Net Present Value (NPV):

  • NPV considers the time value of money and discounts future cash flows back to their present value using the company’s cost of capital (15%).

Formula: NPV = Σ(Cash Flow at Year t / (1 + Discount Rate)^t) – Initial Investment

Packaging Machine:

  • Year 0: -$14,000 (Initial Investment)
  • Year 1: $4,100 / (1 + 0.15)^1 = $3,565.22
  • Year 2: $3,300 / (1 + 0.15)^2 = $2,798.13
  • Year 3: $2,900 / (1 + 0.15)^3 = $2,488.39
  • Year 4: $2,200 / (1 + 0.15)^4 = $1,892.47
  • Year 5: $1,200 / (1 + 0.15)^5 = $995.60

NPV (Packaging Machine):

  • -$14,000 + $3,565.22 + $2,798.13 + $2,488.39 + $1,892.47 + $995.60 = -$3,359.19 (Negative NPV)

Molding Machine:

  • Following the same formula and discount rate, calculate the present value of each year’s cash flow.

NPV (Molding Machine):

  • Sum the present values of cash flows for all years and subtract the initial investment.
  • (NPV Calculation for Molding Machine will be positive due to higher cash flows compared to Packaging Machine)

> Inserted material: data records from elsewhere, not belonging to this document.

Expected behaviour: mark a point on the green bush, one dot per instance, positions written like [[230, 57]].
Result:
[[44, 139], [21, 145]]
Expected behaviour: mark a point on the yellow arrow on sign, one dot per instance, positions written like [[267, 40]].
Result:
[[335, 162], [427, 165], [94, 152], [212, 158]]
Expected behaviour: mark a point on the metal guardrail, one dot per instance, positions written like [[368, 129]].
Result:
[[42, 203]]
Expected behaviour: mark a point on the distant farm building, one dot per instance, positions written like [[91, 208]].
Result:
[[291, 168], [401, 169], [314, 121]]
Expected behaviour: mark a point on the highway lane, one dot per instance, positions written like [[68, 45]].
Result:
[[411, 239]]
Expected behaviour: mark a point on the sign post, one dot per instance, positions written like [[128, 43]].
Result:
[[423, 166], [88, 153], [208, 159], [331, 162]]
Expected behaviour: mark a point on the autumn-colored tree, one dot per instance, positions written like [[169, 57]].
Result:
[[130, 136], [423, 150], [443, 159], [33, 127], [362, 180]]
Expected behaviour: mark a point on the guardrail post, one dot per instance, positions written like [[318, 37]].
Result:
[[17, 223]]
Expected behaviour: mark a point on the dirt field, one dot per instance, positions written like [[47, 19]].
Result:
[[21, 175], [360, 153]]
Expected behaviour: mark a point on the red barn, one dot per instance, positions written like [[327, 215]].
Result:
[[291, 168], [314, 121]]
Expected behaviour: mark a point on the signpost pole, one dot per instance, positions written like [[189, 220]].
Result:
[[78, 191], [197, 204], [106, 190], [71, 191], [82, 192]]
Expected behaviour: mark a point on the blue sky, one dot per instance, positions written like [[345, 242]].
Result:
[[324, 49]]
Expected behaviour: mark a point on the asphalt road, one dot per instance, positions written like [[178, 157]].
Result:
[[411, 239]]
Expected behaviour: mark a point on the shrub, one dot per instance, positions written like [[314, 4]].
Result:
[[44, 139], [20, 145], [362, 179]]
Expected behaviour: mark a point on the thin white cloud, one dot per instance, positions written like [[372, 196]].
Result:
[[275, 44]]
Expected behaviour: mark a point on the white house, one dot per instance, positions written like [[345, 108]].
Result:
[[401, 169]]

Internal Rate of Return (IRR):

IRR is the discount rate at which the NPV of a project becomes zero. Due to the complexity of the calculation, financial calculators or spreadsheet functions are typically used to find IRR.

Interpretation:

  • A positive NPV indicates the project is expected to generate value after considering the time value of money. A negative NPV suggests the project might not be profitable.
  • IRR should be compared to the company’s cost of capital (15%). A project with an IRR higher than 15% is considered desirable.

Choosing the Better Investment:

Based on the payback period, the packaging machine recovers the investment faster. However, NPV analysis provides a more comprehensive picture. We need to calculate the NPV for the molding machine and compare the IRRs of both projects to make an informed decision.